How it works (Postgres example):
- Postgres writes every change to its Write-Ahead Log (WAL)
- Debezium (the most popular CDC tool) reads the WAL via replication slot
- Changes are published as events to Kafka
- Consumers read from Kafka and react to the changes
Postgres transaction → WAL → Debezium → Kafka Topic → Consumer
INSERT into orders → → → {"op":"c", "after": {"id":1, "status":"PLACED"}}
Why CDC instead of dual-write (writing to both DB and Kafka)? Dual-write has a race condition — the DB write and the Kafka publish are not atomic. If the app crashes between them, you get inconsistency. CDC derives the event from the committed DB change — it only fires after the transaction commits. Guaranteed consistency.
CDC use cases:
- Event-driven microservices: Service B reacts to changes in Service A’s database without Service A sending explicit events. Reduces coupling.

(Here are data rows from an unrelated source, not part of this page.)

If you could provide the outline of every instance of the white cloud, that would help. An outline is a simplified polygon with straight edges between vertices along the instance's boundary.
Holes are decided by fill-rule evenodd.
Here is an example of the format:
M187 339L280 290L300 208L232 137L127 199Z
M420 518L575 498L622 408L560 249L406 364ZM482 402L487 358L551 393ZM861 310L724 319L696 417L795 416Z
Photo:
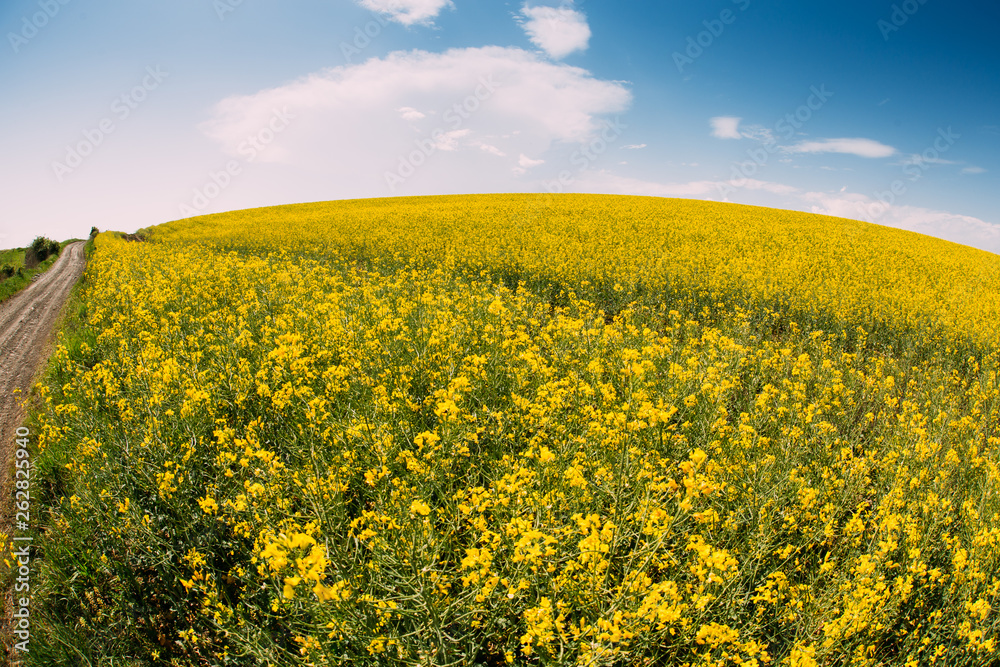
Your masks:
M507 154L502 150L494 146L493 144L480 143L479 150L486 151L490 155L496 155L497 157L507 157Z
M727 181L658 183L616 176L606 171L595 171L577 179L574 190L654 197L689 197L799 210L851 220L864 220L1000 253L1000 225L967 215L920 206L901 204L887 206L865 195L847 192L846 188L834 193L808 192L792 185L756 179L745 179L739 183L739 187Z
M426 114L417 111L413 107L400 107L397 111L399 111L399 117L403 120L420 120L427 117Z
M524 31L531 43L560 60L575 51L585 51L590 42L587 17L569 7L528 7L521 9L527 19Z
M712 124L712 136L716 139L741 139L740 121L742 118L735 116L716 116L709 122Z
M403 25L430 23L442 9L452 6L451 0L358 0L358 4Z
M898 164L901 164L903 166L916 165L920 167L925 164L958 164L958 163L953 160L945 160L944 158L941 157L928 158L924 157L923 155L913 153L912 155L907 155L906 157L901 159Z
M896 149L874 139L819 139L803 141L786 148L790 153L847 153L859 157L877 158L896 154Z
M288 128L239 180L240 189L285 201L497 192L517 185L511 171L527 169L521 155L548 160L550 150L589 144L631 99L620 82L523 49L396 52L226 98L202 129L240 157L247 137L287 108ZM571 166L553 160L553 169ZM254 182L261 163L274 169ZM403 184L387 176L410 171ZM227 208L237 206L235 191Z

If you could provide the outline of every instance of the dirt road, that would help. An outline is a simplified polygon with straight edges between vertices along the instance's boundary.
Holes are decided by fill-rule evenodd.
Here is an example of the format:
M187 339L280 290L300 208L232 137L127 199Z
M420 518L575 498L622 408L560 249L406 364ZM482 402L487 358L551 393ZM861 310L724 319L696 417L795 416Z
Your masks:
M0 531L6 535L12 532L11 456L17 427L24 420L22 402L48 358L56 318L84 265L83 242L70 244L48 271L0 303ZM11 592L4 591L0 599L4 607L0 645L7 654L0 662L6 664L10 659Z
M7 477L14 432L24 418L23 399L15 392L20 389L21 396L27 396L47 357L56 317L83 267L83 243L68 245L52 268L0 303L0 478ZM0 486L0 495L7 491L8 486Z

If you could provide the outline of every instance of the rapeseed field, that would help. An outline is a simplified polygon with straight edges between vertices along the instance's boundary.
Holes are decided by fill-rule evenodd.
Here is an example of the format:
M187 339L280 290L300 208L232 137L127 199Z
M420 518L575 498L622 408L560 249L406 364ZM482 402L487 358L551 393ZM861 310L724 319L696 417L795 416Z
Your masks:
M597 195L146 234L39 387L32 664L996 663L1000 257Z

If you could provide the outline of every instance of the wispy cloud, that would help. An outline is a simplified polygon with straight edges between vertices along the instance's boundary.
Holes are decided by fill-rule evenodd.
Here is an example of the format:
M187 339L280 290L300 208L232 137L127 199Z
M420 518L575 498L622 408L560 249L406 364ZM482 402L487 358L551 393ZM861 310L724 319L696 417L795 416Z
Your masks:
M845 153L858 157L879 158L896 154L896 149L874 139L819 139L802 141L785 149L790 153Z
M589 144L631 102L620 82L524 49L395 52L226 98L202 129L238 155L271 110L287 106L294 127L258 161L282 165L287 183L298 175L289 198L302 201L329 197L330 182L353 196L385 196L386 174L413 154L422 165L403 193L497 191L510 187L511 170L551 163L553 146Z
M712 136L716 139L741 139L740 121L736 116L716 116L709 120L712 125Z
M773 181L748 178L738 187L726 181L659 183L616 176L608 172L588 173L578 181L581 192L722 199L723 189L735 196L726 201L777 206L852 220L866 220L962 243L989 252L1000 252L1000 225L979 218L920 206L885 205L847 188L836 192L811 192ZM872 214L877 217L872 218Z
M358 4L403 25L430 23L442 9L452 6L451 0L358 0Z
M561 60L576 51L586 51L590 43L587 17L571 7L528 7L521 9L522 27L531 43Z
M903 166L911 164L921 166L925 164L958 164L958 162L955 162L954 160L945 160L943 157L925 157L918 153L913 153L912 155L907 155L902 158L897 164L901 164Z

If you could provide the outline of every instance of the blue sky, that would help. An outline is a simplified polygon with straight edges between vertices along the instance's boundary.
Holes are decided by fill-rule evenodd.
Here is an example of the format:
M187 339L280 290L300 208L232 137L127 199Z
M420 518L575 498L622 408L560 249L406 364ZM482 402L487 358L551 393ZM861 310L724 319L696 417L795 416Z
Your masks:
M604 192L1000 252L1000 7L5 0L0 246L270 204Z

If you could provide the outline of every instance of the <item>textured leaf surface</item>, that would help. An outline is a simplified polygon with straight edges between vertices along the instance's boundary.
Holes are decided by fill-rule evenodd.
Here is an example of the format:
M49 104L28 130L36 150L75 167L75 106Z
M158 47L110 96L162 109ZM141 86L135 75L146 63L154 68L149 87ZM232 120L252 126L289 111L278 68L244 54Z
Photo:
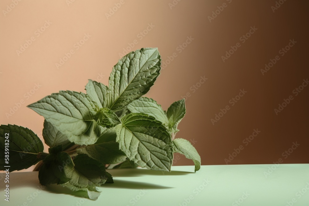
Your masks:
M120 123L117 115L108 108L101 108L94 117L98 123L102 127L109 128Z
M6 137L8 137L6 138ZM5 147L8 146L9 150L6 151ZM28 128L15 125L0 126L1 170L9 168L10 171L12 172L27 169L35 165L40 160L37 158L38 154L43 152L43 144L41 140ZM7 152L8 158L5 156L5 152ZM6 158L8 159L8 164L5 163ZM5 166L10 167L5 167Z
M126 156L119 149L116 142L117 135L113 129L107 129L94 144L76 149L77 153L86 154L104 164L117 164L125 160Z
M142 113L130 113L121 121L116 127L116 141L129 159L142 167L170 171L171 139L162 123Z
M169 121L169 128L172 132L176 133L179 131L177 129L178 124L186 114L186 106L184 99L174 102L167 109L166 115Z
M101 134L93 117L95 106L82 92L60 91L28 105L76 144L93 144Z
M107 102L107 95L108 88L103 84L88 80L86 85L87 94L99 105L100 108L106 107Z
M69 141L67 137L58 131L46 120L44 121L44 128L42 134L45 144L50 147L60 145L64 150L74 144Z
M56 147L57 148L49 149L50 153L43 161L39 171L40 183L43 185L64 184L71 179L70 177L66 175L65 169L73 169L74 165L72 159L67 153L61 152L61 145Z
M146 94L160 74L160 57L157 48L143 48L120 60L109 80L108 107L120 110Z
M201 168L201 157L190 142L184 139L177 138L173 140L173 142L178 149L176 152L182 154L188 159L193 161L195 165L194 172L199 170Z
M154 117L167 127L168 125L168 120L161 105L152 99L141 97L130 103L127 107L131 112L146 114Z
M86 191L89 199L96 200L101 192L96 187L104 184L108 180L111 181L112 175L106 172L104 164L86 154L78 154L73 162L74 169L64 169L66 175L71 179L61 185L73 191Z

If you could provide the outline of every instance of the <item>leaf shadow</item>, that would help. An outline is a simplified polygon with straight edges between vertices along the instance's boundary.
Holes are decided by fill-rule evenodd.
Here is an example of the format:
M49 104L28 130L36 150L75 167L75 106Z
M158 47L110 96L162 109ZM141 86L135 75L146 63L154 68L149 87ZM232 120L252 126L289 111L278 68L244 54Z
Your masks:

- Data replication: Sync data from Postgres to Elasticsearch for search, Redis for cache, BigQuery for analytics — all via CDC pipeline.
- Audit trail: Every change to important entities captured without modifying application code.
- Cache invalidation: When a DB row changes, publish an event → cache consumer invalidates or updates the cache entry. Solves the dual-write invalidation problem.
Operational considerations:
- Replication slots have backlog risk — if Debezium is down, the WAL replication slot accumulates. Postgres must keep WAL until the slot is consumed. Large backlogs can fill disk.
- Schema evolution — when you add a column to Postgres, the CDC schema must adapt. Avro schema registry handles this well.
- Ordering guarantees — within a partition, events are ordered. Across partitions, they’re not. Design consumers to handle out-of-order events for different entities.
Alternatives to Debezium: AWS DMS (for RDS to Kafka/Kinesis), Google Datastream (GCP), Striim.
For context, the modern data engineering stack looks like:
Operational DBs (Postgres, MySQL, DynamoDB)
↓ CDC (Debezium) or batch extract (Airbyte, Fivetran)
Kafka / Event Stream
↓
Data Warehouse (BigQuery, Snowflake, Redshift)
↓ Transform (dbt — SQL-based transformations)
BI Layer (Looker, Metabase, Mode)
↓
Dashboards / Reports
EM-level framing: When a product manager asks “why don’t we have this analytics report?” the answer often involves one of these layers. Was the data never captured? Is it in the OLTP DB but not the warehouse? Is it in the warehouse but not transformed? Is it transformed but not surfaced in the BI tool? Understanding the stack helps you diagnose data availability problems and have informed conversations with data engineering teams.